Hadoop On Azure: FileNotFoundException in Hadoop Streaming

| Comments

The example description for Hadoop Streaming on Azure has some path typo error, hence you may struggle with following error:

1
2
3
4
5
6
>Exception in thread "main" java.io.FileNotFoundException: File hdfs://xxx.xxx.xxx.xxx:9000/example/apps/wc.exe does not exist.
 at org.apache.hadoop.util.GenericOptionsParser.validateFiles(GenericOptionsParser.java:390)
 at org.apache.hadoop.util.GenericOptionsParser.processGeneralOptions(GenericOptionsParser.java:287)
 at org.apache.hadoop.util.GenericOptionsParser.parseGeneralOptions(GenericOptionsParser.java:413)
 at org.apache.hadoop.util.GenericOptionsParser.<init>(GenericOptionsParser.java:164)
 at org.apache.hadoop.util.GenericOptionsParser.<init>(GenericOptionsParser.java:147)

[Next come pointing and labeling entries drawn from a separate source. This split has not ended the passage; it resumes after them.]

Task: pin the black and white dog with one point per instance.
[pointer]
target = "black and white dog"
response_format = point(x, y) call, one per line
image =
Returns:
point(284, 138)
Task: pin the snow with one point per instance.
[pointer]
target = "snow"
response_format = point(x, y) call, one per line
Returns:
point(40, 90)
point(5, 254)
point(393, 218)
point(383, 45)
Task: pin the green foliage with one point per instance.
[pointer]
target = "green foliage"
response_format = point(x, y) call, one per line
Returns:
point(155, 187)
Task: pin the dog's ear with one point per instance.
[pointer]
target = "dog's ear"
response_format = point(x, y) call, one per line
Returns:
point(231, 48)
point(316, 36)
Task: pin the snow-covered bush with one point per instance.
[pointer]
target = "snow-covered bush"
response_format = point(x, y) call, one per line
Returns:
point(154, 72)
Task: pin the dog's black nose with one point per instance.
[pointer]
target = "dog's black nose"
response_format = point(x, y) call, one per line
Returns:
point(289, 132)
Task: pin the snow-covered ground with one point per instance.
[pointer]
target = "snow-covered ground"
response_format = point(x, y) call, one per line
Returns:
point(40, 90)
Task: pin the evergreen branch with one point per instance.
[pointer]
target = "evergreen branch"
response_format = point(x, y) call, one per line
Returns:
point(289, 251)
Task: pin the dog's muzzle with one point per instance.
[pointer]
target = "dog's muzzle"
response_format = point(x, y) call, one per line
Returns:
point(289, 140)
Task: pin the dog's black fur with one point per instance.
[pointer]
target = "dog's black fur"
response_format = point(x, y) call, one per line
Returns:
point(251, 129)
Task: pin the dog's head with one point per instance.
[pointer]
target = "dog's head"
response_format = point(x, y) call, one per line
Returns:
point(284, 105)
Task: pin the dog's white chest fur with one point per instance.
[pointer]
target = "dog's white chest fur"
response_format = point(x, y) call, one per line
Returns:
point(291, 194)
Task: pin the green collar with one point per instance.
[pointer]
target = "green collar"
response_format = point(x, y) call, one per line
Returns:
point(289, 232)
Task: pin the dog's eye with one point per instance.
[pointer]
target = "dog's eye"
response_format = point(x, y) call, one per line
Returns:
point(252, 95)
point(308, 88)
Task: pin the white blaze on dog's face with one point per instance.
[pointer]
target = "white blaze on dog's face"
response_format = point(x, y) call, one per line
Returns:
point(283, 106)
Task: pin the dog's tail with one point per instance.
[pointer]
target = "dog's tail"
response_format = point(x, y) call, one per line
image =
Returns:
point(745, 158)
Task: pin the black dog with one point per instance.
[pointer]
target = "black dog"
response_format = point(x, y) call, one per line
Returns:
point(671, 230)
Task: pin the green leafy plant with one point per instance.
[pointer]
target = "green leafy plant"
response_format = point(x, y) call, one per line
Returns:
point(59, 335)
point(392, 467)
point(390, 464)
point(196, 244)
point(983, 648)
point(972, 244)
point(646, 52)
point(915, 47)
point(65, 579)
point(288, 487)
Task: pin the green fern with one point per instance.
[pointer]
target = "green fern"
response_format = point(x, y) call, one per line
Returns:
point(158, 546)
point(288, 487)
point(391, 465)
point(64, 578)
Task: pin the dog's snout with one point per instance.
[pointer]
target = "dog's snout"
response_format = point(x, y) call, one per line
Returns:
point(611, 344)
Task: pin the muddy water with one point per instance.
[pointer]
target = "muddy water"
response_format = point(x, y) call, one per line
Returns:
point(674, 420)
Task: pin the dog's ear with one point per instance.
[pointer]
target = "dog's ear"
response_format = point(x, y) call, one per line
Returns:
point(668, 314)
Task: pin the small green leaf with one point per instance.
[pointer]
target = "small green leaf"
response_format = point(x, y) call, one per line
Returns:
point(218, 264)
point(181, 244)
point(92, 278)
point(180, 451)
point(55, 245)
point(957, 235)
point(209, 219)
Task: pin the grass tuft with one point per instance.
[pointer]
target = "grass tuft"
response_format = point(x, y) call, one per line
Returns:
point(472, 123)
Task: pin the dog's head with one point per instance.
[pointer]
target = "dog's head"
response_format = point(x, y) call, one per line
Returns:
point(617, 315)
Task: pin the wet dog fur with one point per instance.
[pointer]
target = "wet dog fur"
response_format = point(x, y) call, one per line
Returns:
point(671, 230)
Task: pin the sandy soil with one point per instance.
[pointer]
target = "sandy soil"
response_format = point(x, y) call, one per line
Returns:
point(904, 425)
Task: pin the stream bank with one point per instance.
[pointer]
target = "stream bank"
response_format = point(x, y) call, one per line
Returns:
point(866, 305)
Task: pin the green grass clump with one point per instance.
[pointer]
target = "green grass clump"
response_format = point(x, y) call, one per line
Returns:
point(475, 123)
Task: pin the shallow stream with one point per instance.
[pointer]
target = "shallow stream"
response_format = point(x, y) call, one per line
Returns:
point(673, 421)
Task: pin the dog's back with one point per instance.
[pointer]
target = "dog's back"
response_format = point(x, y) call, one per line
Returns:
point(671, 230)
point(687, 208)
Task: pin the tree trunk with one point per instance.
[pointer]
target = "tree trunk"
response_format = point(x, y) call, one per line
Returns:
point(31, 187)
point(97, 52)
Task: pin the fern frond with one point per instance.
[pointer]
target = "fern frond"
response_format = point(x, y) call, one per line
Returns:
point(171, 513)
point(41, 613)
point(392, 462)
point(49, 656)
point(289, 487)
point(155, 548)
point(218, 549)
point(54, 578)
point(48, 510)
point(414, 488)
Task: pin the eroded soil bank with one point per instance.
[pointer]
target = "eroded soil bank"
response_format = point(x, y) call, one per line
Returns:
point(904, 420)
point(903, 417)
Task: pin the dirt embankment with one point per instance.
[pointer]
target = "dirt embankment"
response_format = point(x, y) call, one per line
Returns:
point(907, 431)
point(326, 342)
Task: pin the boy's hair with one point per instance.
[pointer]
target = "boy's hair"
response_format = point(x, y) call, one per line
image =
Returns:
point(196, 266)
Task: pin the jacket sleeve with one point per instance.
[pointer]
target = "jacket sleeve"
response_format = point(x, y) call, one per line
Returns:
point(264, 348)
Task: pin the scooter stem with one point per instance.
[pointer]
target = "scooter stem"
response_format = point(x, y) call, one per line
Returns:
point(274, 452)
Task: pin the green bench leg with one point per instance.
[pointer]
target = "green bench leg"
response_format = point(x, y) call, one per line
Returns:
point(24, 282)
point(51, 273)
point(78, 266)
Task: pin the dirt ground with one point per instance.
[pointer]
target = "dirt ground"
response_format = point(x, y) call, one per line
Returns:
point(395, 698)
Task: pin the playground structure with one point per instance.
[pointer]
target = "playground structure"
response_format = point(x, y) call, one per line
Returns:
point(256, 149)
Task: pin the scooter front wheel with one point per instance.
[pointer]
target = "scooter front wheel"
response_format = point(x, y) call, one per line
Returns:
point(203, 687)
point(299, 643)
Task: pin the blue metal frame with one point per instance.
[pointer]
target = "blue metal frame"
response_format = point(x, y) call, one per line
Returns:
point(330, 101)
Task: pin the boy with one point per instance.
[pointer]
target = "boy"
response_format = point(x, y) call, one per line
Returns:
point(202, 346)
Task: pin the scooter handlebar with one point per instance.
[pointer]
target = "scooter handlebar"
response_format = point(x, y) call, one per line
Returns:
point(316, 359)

The problem is with the “HDFS://…” arguments.  The sample gives the path like below

1
>hdfs://xxx.xxx.xxx.xxx:9000/example/apps/wc.exe

This means the application is resided in example/apps.  When you access through HDFS URL, it starts from root directory, hence it founds any existence of “example” director in the root directory.  However, your actual directory in user/<your_user_name>, where “user” is in the root directory.

Hence, the HDFS URL should be hdfs://xxx.xxx.xxx.xxx:9000/user/user_name/example/apps/wc.exe

Also, another parameter -input “/example/data/davinci.txt” -output “/example/data/StreamingOutput/wc.txt” actually mentions the input data and output directory.  Here also the “example” directory starts from root directory.  Instead, it should be “example/data”, which resolves to “user/user_name/example/data”.